Climate Change May Be Making Our Days A Little Longer — Here’s How We Know



Climate change appears to be making our days a little longer. According to a study published in the Journal of Geophysical Research: Solid Earth, rising sea levels are slowing the Earth’s spin.

At a rate of 1.33 milliseconds per century, it is not enough to squeeze in a quick workout or watch another episode of Bridgerton, but the new paper shows just how unusual it is. Lead author Mostafa Kiani Shahvandi told Discover the rate we see today is “almost unprecedented” — a fact that “shows this anomalous rate is anthropogenic.”


Read More: The Moon Is Moving Farther From Earth Each Year, and Tides Are the Reason


The Impact Of Rising Sea Levels On Earth’s Spin

While the 24-hour day has become a fixture of the calendar, the Earth’s rotation is open to variation. Factors such as the moon’s gravitational pull and geophysical processes can influence the planet’s rotational speed, and even without human intervention, it can vary by approximately 30 milliseconds. Crucially, however, these fluctuations occur on time scales lasting hundreds of thousands of years.

A 2024 study in PNAS highlighted another factor that can affect the speed of Earth’s rotation — rising sea levels caused by glacial melt, itself a result of climate change. According to the researchers’ calculations, from 2000 to 2020, the length of the day has increased at a rate of 1.33 milliseconds per 100 years.

“The fact that since the outset of [the] 21st century, the length of day is increasing so rapidly is astounding,” said Kiani Shahvandi of the Meteorology and Geophysics Department at the University of Vienna.

This change is due to the redistribution of mass that occurs when glaciers melt, and sea levels rise. In a press release, Kiani Shahvandi compared the Earth to a figure skater “who spins more slowly once they stretch their arms, and more rapidly when they keep their hands close to the body.”

An “Unprecedented” Trend

In this new paper, Kiani Shahvandi and co-author Benedikt Soja, Professor of Space Geodesy at ETH Zurich, set out to determine whether there were any other periods in history when day length increased at a similar pace.

To do so, the researchers used benthic foraminifera fossils, a single-celled marine organism. Analyzing the chemical composition of these fossils enabled the pair to detect sea-level changes. Using a probabilistic deep learning algorithm, they were then able to reconstruct 3.6 million years of day-length variations.

They note just one period, approximately 2 million years ago, when the rate of change in the length of day was nearly comparable — a shift caused by the waxing and waning of ice sheets.

“This rapid increase in day length implies that the rate of modern climate change has been unprecedented at least since the late Pliocene,” Soja said in a press release.

If current trends continue, the researchers predict climate change will have a greater effect on day length than the moon by the end of this century. Under a high-emission scenario, where emissions continue to rise unmitigated, estimates suggest the length of the day could increase at a rate of up to 2.62 milliseconds per century as we approach the year 2100, according to the 2024 PNAS study.

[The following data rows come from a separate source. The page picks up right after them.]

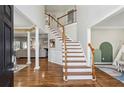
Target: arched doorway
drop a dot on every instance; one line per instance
(107, 52)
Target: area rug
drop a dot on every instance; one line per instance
(19, 67)
(112, 71)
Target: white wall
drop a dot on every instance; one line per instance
(35, 13)
(113, 36)
(89, 15)
(71, 31)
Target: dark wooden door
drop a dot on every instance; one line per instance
(6, 45)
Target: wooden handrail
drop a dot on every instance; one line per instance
(93, 66)
(54, 20)
(66, 14)
(64, 41)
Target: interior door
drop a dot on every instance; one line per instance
(107, 52)
(6, 43)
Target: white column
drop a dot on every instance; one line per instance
(28, 48)
(36, 49)
(89, 54)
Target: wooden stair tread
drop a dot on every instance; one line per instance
(74, 67)
(72, 48)
(74, 56)
(72, 45)
(75, 61)
(73, 42)
(78, 73)
(72, 52)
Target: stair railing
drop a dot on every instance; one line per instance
(64, 41)
(93, 66)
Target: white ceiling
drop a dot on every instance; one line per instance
(58, 8)
(20, 20)
(114, 21)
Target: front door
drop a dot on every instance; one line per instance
(107, 52)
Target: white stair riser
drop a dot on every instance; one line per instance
(76, 64)
(72, 58)
(72, 43)
(80, 77)
(72, 47)
(79, 70)
(73, 50)
(74, 54)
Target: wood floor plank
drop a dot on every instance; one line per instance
(51, 75)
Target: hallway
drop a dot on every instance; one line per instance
(50, 75)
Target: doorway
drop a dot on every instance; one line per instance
(106, 52)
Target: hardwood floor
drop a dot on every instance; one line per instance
(50, 75)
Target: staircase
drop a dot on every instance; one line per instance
(77, 68)
(74, 60)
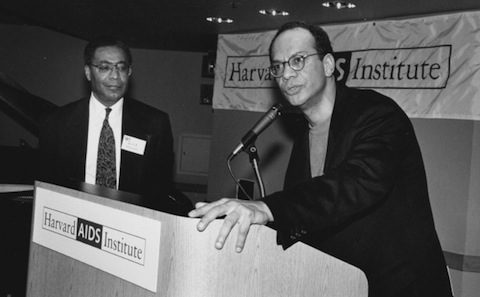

What Increased Day Lengths Could Mean

When the 24-hour day contains 86,400 seconds, a few milliseconds may not seem like a lot. But there are certain instances where even slight variations in time could cause problems

“Precise timekeeping will be in trouble, because there would be leap seconds, which cause problems in computer networks,” Kiani Shavandi told Discover. (Not too dissimilar to a leap day in a leap year, leap seconds are used to ensure atomic clocks align with the Earth’s rotation.)

This, in turn, could impact space and satellite navigation, which rely on highly accurate data about Earth’s rotation.

Moving forward, the team hopes to continue digging into the paleoclimate archives to better understand past changes in Earth’s rotation.